Di sisi lain Nurul Azkiya yang biasa dipanggil Nurul adalah gadis belia asal Indonesia yang sholehah dan rendah hati serta teguh dalam menjaga apa yang ia yakini. Ia adalah anak perempuan seorang Kiayi di Jawa. Ayahnya memiliki pondok pesantren yang membina ratusan santri dan santriwati dari seluruh penjuru nusantara. Posisinya sebagai ketua umum Wihdah – organisasi mahasiswi Indonesia paling bergengsi di Mesir- tidak membuat dirinya segan untuk menyempatkan waktunya mengajar anak – anak membaca Al Quran ( hlm. 104 ).
Sosok Fahri teramat sangat istimewa di mata ketiga gadis belia tersebut. Bukan harta yang membuat Fahri istimewa di mata mereka tetapi pribadi yang jujur dan sholeh, disiplin waktu, pelajar yang tekun, da’i yang taat, serta akhlak yang mulia semuanya menjadi daya tarik tersendiri bagi ketiga gadis tersebut.

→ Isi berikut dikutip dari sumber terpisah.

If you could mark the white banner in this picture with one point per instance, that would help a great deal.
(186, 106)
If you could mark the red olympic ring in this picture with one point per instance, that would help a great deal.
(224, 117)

Lalu dengan menarik, Kang Abik meramu cerita dengan bakat yang luar biasa. Dapat menjadi pelajaran bagi siapapun yang sedang dalam perencanaan menikahi seseorang. Fahri menerima lamaran dari Aisha melalui Syaikh Utsman yang terkenal sangat sholeh dan amanah. Dengan kemantapan hati Aisha dan Fahri siap menjalani lika-liku bahtera rumah tangga. Maka jadilah Fahri dan Aisha sepasang sejoli yang memadu kasih di malam zafaf – malam pertama -, malam terindah dan paling romantis dalam hidupnya, dengan sunnah dan ajaran Rasulullah SAW.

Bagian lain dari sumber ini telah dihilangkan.